Fortunately, there was seemingly no limit to the amount of ants he could smash and tear apart. He gulped down as much as he could of the ant he tore apart’s insides before moving on to the next.
Ackster’s fist crashed into a nearby ant head and retrieved a fistful of soft flesh from its brain that he shoved in his mouth before continuing to the next. He used both hands to feed himself while he danced around and kicked the encroaching ants with his legs.
Battlesight activated several times as the ants stacked on top of each other to reach every last part of Ackster’s body. But the images of the ants Battlesight gave Ackster overlapped with the reality, and it became a muddled, jumbled mess of swarming ants. It was too much for Ackster to make out any differences.

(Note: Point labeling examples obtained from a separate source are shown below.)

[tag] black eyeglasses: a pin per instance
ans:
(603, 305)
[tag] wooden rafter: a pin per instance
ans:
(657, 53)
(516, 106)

Ackster ignored Battlesight as much as he could and relied on his natural instincts, reflexes, and bodily toughness to dodge, parry, block, and counterattack all the ants that came at him. All the while, he did his best to shove whatever felt edible in his mouth to let Strong Body and Monster Muncher get to work.
Fortunately, the individual ant strength wasn’t that great, and he didn’t have to activate Limit Breaker yet. It seemed like the ants’ only advantage was their numbers. What Ackster couldn’t understand, however, was why or how they lived unnoticed in the Cloven Grasslands, which were supposed to be appropriate for D to B-ranks at the most.
What he was dealing with now wasn’t even something A-ranks could deal with if they were alone.
He also wondered how the ants had gone unnoticed if they swarmed in the millions just to kill him and Karandiel. Or maybe that was exactly why. They didn’t hold back and made sure there were no witnesses. But there had to be someone who had noticed what was going on, that people weren’t returning from this part of the Cloven Grasslands.
Ackster decided he was going to ask Wilma about it if he got the opportunity. He had no plans on returning to Ilto, but he felt that wouldn’t interfere with his business with Wilma.
The fact that Ackster had enough leeway to indulge in leisurely thoughts was proof enough that the ants weren’t that strong. The only threat was the numbers. Even if one could easily kill one or ten or hundred of them, that was nowhere near enough. Sooner or later, one would run out of energy, mana, stamina, or whatever else one used to power themselves and their skills.
However, Ackster didn’t only have pretty decent stamina. He also had two skills that increased his recovery and metabolism. Well, three if he counted Iron Stomach’s ability to digest anything. Strong Body and Monster Muncher both broke down whatever Ackster ate and turned it into fuel and strength.
Ackster felt his arms and legs grow heavy, and his mind was getting blurry from the overactivation of Keen Senses and Battlesight.
But compared to the training equipment, the heaviness of his limbs wasn’t much, and most of it was due to the ants clinging to him, trying to bury him. And the fogginess of his mind was mostly repelled by Iron Will and Clear Mind. But even without them, it wouldn’t have been anything in comparison to what he suffered during his poison consumption streak.
Ackster was completely assured that as long as nothing extreme happened, this was doable. He had a neverending supply of food that could keep the perpetual motion machine that was his body, running.